The coefficient of friction, denoted as \( \mu \), is a dimensionless number that represents the amount of friction between two surfaces. It plays a crucial role in determining how easily one object can slide over another. In our problem, it's vital for calculating how much frictional force is needed to prevent a car from sliding while taking a curve on a highway.

• It is calculated by the ratio of the frictional force to the normal force: \( \mu = \frac{F_f}{N} \).
• There are two main types of friction coefficients to be aware of: static friction (before sliding begins) and kinetic friction (once sliding has started).

For the car to round the curve without slipping, a minimum coefficient of friction is required. This minimum value ensures that the friction can provide the necessary centripetal force. In the exercise, we calculated that at a speed of 25.0 m/s and a curve radius of 220.0 m, the coefficient of friction must be around 0.291. If the road becomes icy, this coefficient drops significantly, making it harder to maintain grip without sliding.

Frictional force is the resistance force that acts opposite to the direction of motion of a body. It is a result of the interaction between two surfaces in contact. In our scenario, this is the force that must provide the necessary centripetal force to keep the car moving in a circle.
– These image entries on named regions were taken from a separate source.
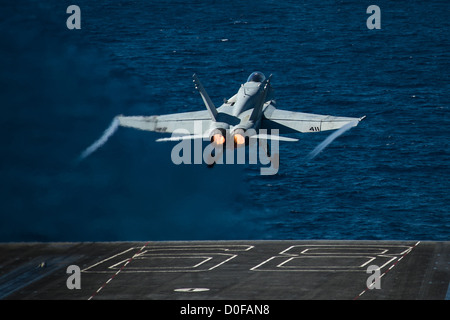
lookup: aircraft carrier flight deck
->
[0,240,450,300]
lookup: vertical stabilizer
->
[192,73,217,121]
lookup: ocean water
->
[0,0,450,241]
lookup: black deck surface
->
[0,241,450,300]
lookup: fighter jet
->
[116,71,365,148]
[79,71,365,166]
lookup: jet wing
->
[117,110,212,134]
[261,106,364,134]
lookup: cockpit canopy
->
[247,71,266,82]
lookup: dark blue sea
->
[0,0,450,242]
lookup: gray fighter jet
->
[116,72,365,147]
[78,72,365,165]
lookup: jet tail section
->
[250,75,272,121]
[192,73,217,121]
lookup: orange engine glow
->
[234,133,245,145]
[212,133,225,145]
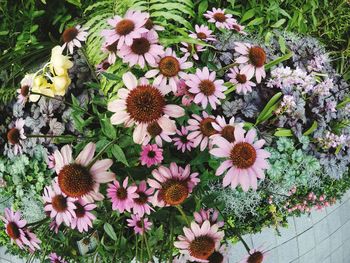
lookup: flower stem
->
[142,233,152,261]
[176,205,190,225]
[88,139,117,168]
[237,234,250,254]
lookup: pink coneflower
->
[96,59,111,73]
[186,67,227,110]
[174,221,224,262]
[107,177,138,213]
[180,42,205,60]
[108,72,185,144]
[101,10,149,49]
[235,42,266,83]
[126,215,152,235]
[71,198,96,233]
[147,163,200,207]
[62,25,88,54]
[175,79,194,106]
[117,31,164,68]
[145,48,193,93]
[7,119,27,155]
[54,142,115,203]
[142,116,175,147]
[208,245,229,263]
[240,248,267,263]
[144,18,164,35]
[231,24,248,35]
[101,41,118,65]
[23,228,41,253]
[211,116,243,142]
[173,126,194,152]
[132,181,154,217]
[189,25,216,41]
[227,67,256,94]
[193,208,224,227]
[49,253,68,263]
[210,127,270,191]
[204,7,237,29]
[43,181,76,226]
[17,74,34,104]
[187,111,218,151]
[1,208,29,249]
[140,144,163,167]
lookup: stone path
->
[0,191,350,263]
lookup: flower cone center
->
[74,202,85,218]
[199,118,217,137]
[58,164,94,197]
[236,74,247,84]
[126,85,165,123]
[249,46,266,68]
[199,79,215,96]
[159,56,180,77]
[214,13,226,23]
[134,192,148,205]
[62,27,79,43]
[159,180,189,205]
[230,142,256,169]
[7,128,20,144]
[115,19,135,36]
[21,85,29,97]
[116,187,128,200]
[147,121,162,138]
[197,32,207,39]
[131,37,151,55]
[189,236,215,260]
[247,251,264,263]
[6,222,21,239]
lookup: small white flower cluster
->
[267,67,315,91]
[318,131,349,149]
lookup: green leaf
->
[274,128,293,137]
[255,92,282,125]
[102,72,118,80]
[100,118,117,140]
[278,36,287,54]
[241,9,255,23]
[303,121,318,136]
[103,222,118,241]
[112,144,129,166]
[271,18,286,28]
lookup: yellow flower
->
[29,75,55,102]
[50,46,73,76]
[52,74,71,96]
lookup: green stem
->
[176,205,190,225]
[88,139,117,168]
[237,234,250,253]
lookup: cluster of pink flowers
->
[284,192,336,213]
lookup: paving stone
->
[331,247,348,263]
[299,249,318,263]
[294,215,312,235]
[313,218,329,244]
[276,217,296,245]
[297,228,315,255]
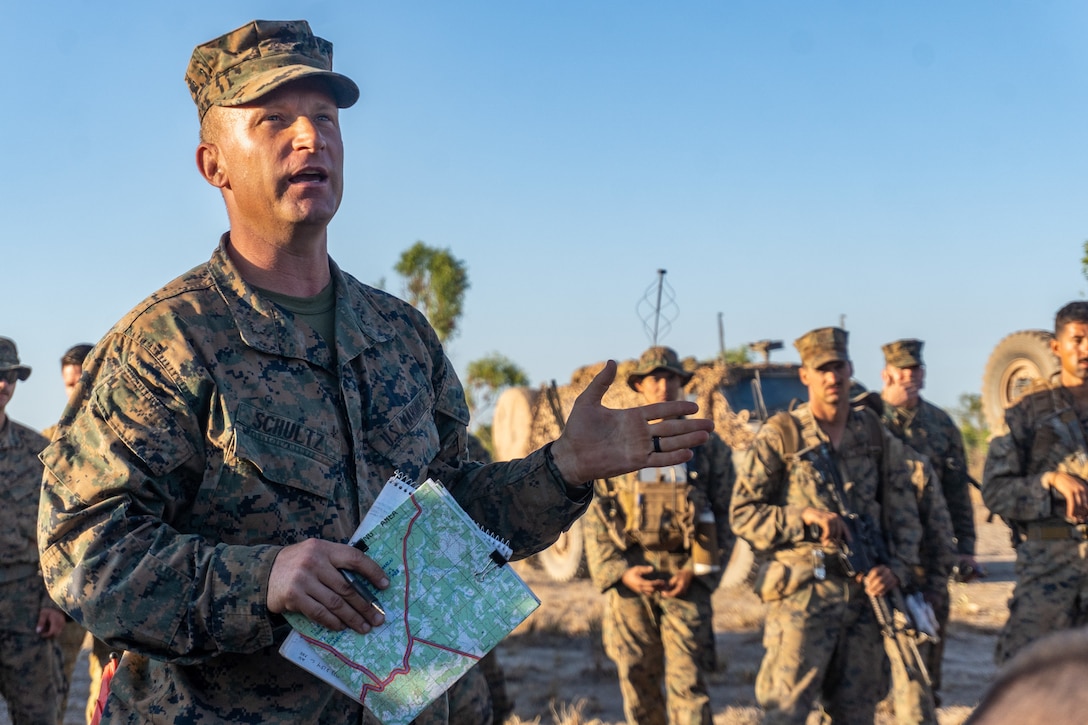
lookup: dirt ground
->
[498,496,1014,725]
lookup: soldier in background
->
[880,340,979,702]
[731,328,922,725]
[0,337,64,725]
[443,433,514,725]
[982,300,1088,664]
[584,346,734,725]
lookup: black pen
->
[339,539,385,616]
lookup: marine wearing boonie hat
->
[880,339,925,368]
[185,21,359,121]
[793,328,850,370]
[0,337,30,380]
[627,345,694,391]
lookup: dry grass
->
[506,700,606,725]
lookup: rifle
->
[799,443,932,687]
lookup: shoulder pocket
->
[367,390,440,479]
[90,367,195,476]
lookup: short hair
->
[61,343,94,368]
[1054,299,1088,335]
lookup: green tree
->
[394,242,469,342]
[952,393,990,480]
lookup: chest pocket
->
[196,411,339,544]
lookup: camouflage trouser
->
[755,578,887,725]
[603,582,713,725]
[58,620,87,712]
[993,541,1088,665]
[885,587,949,725]
[446,663,493,725]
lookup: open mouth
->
[287,169,329,184]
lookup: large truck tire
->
[982,330,1060,434]
[533,520,586,582]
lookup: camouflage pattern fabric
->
[39,236,591,724]
[602,582,714,725]
[583,434,735,725]
[0,417,64,725]
[480,649,514,725]
[731,404,925,723]
[883,398,957,709]
[755,577,888,725]
[982,381,1088,664]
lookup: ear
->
[880,365,893,388]
[197,142,227,188]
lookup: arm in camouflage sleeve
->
[38,335,280,664]
[729,426,805,551]
[907,447,956,592]
[982,401,1055,521]
[880,428,926,587]
[701,435,737,590]
[931,410,975,556]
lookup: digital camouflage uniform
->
[39,235,590,724]
[0,417,63,725]
[732,404,922,725]
[583,433,735,725]
[883,391,975,692]
[982,374,1088,664]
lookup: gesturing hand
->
[268,539,390,634]
[552,360,714,482]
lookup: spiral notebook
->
[280,476,540,725]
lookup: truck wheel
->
[982,330,1060,433]
[534,521,585,582]
[720,538,759,589]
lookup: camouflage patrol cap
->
[793,328,850,370]
[880,340,924,368]
[185,21,359,121]
[627,345,694,390]
[0,337,30,380]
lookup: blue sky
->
[0,0,1088,428]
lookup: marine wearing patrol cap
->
[880,340,925,368]
[793,328,850,370]
[627,345,694,391]
[185,21,359,121]
[0,337,30,380]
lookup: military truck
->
[981,330,1060,434]
[492,340,807,587]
• The frictional force is given by the formula: \( F_f = \mu N \), where \( N \) is the normal force, and \( \mu \) is the coefficient of friction.
• For a car on a curve, this force must equal the centripetal force needed to keep the car on its circular path.
• The frictional force must be strong enough to counteract the car's tendency to slide outward due to inertia.
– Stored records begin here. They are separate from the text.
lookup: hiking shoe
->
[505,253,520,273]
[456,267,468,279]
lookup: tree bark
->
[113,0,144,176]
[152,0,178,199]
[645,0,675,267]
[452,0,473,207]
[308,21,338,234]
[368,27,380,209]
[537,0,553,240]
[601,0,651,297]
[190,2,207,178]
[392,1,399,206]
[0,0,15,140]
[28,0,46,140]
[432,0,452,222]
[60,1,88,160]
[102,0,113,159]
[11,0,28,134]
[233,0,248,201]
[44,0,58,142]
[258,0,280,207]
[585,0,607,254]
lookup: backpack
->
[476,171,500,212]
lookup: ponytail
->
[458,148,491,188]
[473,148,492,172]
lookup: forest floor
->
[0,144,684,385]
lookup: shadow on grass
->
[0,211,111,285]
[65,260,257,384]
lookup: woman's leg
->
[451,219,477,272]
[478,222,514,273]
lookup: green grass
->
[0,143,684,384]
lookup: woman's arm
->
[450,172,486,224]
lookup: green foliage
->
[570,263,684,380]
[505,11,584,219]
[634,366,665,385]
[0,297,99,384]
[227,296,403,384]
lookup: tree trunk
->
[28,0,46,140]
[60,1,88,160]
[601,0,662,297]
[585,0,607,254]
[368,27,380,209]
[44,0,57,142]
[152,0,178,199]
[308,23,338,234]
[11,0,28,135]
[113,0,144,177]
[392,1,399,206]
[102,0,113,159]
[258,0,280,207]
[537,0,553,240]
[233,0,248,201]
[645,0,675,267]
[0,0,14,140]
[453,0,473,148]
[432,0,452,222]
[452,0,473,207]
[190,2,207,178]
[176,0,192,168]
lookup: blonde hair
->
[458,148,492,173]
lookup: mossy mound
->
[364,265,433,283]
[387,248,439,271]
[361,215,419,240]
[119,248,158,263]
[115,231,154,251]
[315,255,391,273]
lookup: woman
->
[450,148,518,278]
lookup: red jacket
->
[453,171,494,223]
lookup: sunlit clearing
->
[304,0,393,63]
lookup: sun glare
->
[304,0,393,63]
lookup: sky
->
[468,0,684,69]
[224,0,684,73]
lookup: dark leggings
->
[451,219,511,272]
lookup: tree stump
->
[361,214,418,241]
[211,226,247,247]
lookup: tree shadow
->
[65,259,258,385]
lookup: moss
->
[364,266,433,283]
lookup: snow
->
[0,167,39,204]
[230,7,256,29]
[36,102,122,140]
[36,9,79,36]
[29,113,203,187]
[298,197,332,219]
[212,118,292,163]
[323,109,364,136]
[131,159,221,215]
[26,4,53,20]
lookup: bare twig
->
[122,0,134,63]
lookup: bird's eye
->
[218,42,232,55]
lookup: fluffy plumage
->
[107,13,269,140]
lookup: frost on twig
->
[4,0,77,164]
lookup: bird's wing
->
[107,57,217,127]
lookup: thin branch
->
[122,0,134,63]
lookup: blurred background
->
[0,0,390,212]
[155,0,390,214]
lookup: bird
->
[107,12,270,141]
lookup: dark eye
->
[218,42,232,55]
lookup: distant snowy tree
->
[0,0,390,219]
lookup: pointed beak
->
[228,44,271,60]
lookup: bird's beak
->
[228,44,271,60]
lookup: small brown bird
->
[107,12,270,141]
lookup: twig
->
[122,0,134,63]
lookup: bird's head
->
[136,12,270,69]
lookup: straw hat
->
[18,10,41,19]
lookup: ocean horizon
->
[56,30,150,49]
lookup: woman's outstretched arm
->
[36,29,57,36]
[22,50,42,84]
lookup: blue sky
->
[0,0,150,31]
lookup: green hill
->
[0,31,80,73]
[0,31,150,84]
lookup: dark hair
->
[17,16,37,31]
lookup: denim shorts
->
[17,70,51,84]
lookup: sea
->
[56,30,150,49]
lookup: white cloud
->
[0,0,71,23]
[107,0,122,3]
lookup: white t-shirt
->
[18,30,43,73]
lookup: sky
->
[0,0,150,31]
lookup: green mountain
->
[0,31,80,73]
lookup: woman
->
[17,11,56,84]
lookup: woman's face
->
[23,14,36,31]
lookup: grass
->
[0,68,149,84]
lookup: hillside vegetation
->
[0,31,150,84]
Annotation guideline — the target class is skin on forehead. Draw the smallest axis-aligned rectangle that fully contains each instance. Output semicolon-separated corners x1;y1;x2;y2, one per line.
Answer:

Changes in friction, such as those due to icy conditions, decrease the frictional force, presenting a risk of sliding unless adjustments are made to the speed or curve radius. In part (b) of our problem, the iced road conditions reduce the friction force by one-third, impacting the maximum speed the car can safely maintain.
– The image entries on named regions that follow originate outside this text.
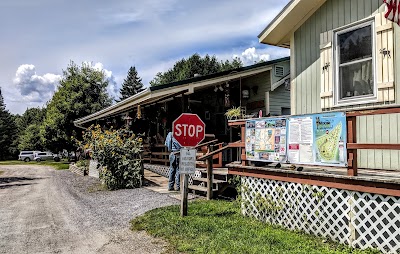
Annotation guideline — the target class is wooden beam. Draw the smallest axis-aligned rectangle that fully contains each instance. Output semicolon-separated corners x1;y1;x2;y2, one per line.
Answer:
346;107;400;117
228;120;246;126
347;143;400;150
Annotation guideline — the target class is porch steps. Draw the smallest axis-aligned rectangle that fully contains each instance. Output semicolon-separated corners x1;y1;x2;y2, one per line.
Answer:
188;168;229;196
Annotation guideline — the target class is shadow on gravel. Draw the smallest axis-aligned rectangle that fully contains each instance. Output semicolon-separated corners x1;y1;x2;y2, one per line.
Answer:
143;179;161;186
0;183;36;190
0;177;42;184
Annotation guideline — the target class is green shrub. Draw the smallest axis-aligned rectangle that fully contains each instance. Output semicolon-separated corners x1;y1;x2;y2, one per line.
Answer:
79;125;143;190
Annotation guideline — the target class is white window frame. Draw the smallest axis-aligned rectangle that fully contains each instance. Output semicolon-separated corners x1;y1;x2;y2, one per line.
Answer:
333;18;378;106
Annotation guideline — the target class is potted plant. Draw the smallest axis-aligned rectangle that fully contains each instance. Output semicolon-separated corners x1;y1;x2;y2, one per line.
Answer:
225;107;242;120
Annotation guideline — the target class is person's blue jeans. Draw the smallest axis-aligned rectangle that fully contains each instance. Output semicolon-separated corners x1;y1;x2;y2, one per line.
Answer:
168;153;181;190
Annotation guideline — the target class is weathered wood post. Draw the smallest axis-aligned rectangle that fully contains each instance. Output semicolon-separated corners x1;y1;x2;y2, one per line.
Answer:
207;144;213;200
347;116;358;176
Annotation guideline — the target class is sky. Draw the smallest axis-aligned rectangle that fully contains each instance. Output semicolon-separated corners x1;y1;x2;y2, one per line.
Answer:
0;0;289;114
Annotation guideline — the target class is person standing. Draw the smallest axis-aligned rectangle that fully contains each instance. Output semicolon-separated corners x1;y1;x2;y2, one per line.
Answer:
164;131;182;191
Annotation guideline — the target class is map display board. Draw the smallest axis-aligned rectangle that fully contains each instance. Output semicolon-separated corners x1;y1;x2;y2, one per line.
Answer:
246;118;286;162
287;112;347;167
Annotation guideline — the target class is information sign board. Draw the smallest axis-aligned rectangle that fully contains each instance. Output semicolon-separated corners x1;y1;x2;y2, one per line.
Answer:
287;112;347;167
245;117;287;162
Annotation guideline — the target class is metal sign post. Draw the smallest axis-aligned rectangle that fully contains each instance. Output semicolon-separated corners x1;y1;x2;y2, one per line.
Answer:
172;113;206;216
179;147;196;217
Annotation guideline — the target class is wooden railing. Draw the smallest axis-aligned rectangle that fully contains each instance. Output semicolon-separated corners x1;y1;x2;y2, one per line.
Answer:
142;134;223;168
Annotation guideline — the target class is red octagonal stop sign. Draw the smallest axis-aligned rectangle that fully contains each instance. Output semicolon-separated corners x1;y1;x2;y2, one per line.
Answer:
172;113;206;147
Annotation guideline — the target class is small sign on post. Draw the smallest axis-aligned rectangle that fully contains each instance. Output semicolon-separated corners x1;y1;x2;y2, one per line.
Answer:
179;147;196;216
172;113;206;216
179;147;196;174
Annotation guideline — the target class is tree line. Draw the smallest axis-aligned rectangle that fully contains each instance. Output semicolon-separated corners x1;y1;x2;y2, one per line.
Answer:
0;54;242;160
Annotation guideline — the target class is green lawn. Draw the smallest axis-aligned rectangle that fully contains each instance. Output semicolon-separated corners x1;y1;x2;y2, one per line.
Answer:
0;160;69;170
131;200;379;254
The normal force is a support force exerted upon an object that is in contact with another stable object. In the context of a car on a flat road, the normal force is equal to the gravitational force acting on the car, keeping it from falling through the road surface.

• The normal force \( N \) is often equal to the gravitational force on a flat surface: \( N = mg \).
• It acts perpendicular to the surface contact, hence its name "normal" (meaning perpendicular).
• In the calculation of frictional force, the normal force is vital, as it directly influences the maximum friction that can be produced: \( F_f = \mu N \).

In our case with the highway curve, understanding the normal force helps us determine how much friction can potentially be generated to keep the car on its path. The magnitude of the normal force is unchanged by elaborate conditions like icy roads, though the effect of friction changes dramatically with variations in the coefficient of friction.